An ECOPact concrete mix specification for the recently topped out Populus hotel in Denver nets a 764-ton reduction in carbon dioxide emissions when measured against CO2 metrics attending conventional ready mixed concrete. Denver producer Holcim US designs ECOPact concretes with supplementary binding agents to offset carbon-intensive portland cement. The substitution assures an Environmental Product Declaration-indicated global warming potential figure—expressed as kilograms of carbon dioxide emissions equivalent per cubic yard or meter (kg CO2e)—30 percent or lower than the regional average for conventional concrete mixes. 

The concrete schedule for the 13-story, 265-room Populus hotel hovers 8,000 cubic yards, ECOPact mixes accounting for about 65 percent of the total. Holcim US teamed with Studio Gang, Chicago architect and urban design specialist, Denver developer Urban Villages, and general contractor Beck Group to incorporate the ECOPact spec in structural conditions. 

The exterior of the cast-in-place concrete structure borrows shapes from Populus Tremuloides, Colorado’s native Aspen tree. The hotel is scheduled for early-2024 opening. Rendering: Studio Gang

“Our metric for success is not just the projects we build; it’s measured by how well we’re stewarding the real estate industry towards a greener future,” says Urban Villages Co-Founder and CEO Grant McCargo. “By showcasing how projects can use creative solutions like low-carbon concrete to reduce carbon emissions, we’re laying the groundwork for other developers to replicate and help leave our planet in a better place.”

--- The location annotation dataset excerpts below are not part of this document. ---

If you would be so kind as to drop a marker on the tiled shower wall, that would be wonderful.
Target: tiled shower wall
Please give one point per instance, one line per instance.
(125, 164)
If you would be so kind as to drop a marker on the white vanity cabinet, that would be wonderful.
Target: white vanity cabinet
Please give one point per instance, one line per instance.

“We’re transforming global sustainability standards for our industry. Projects like Populus, one of the first hotels of its kind in the United States, show how building materials are a vital part of the sustainability solution,” adds Holcim Region Head, North America Toufic Tabbara. “We’re driven to find ways to decarbonize buildings across their entire lifecycles to mitigate the impact of today’s growing population and rising urbanization.”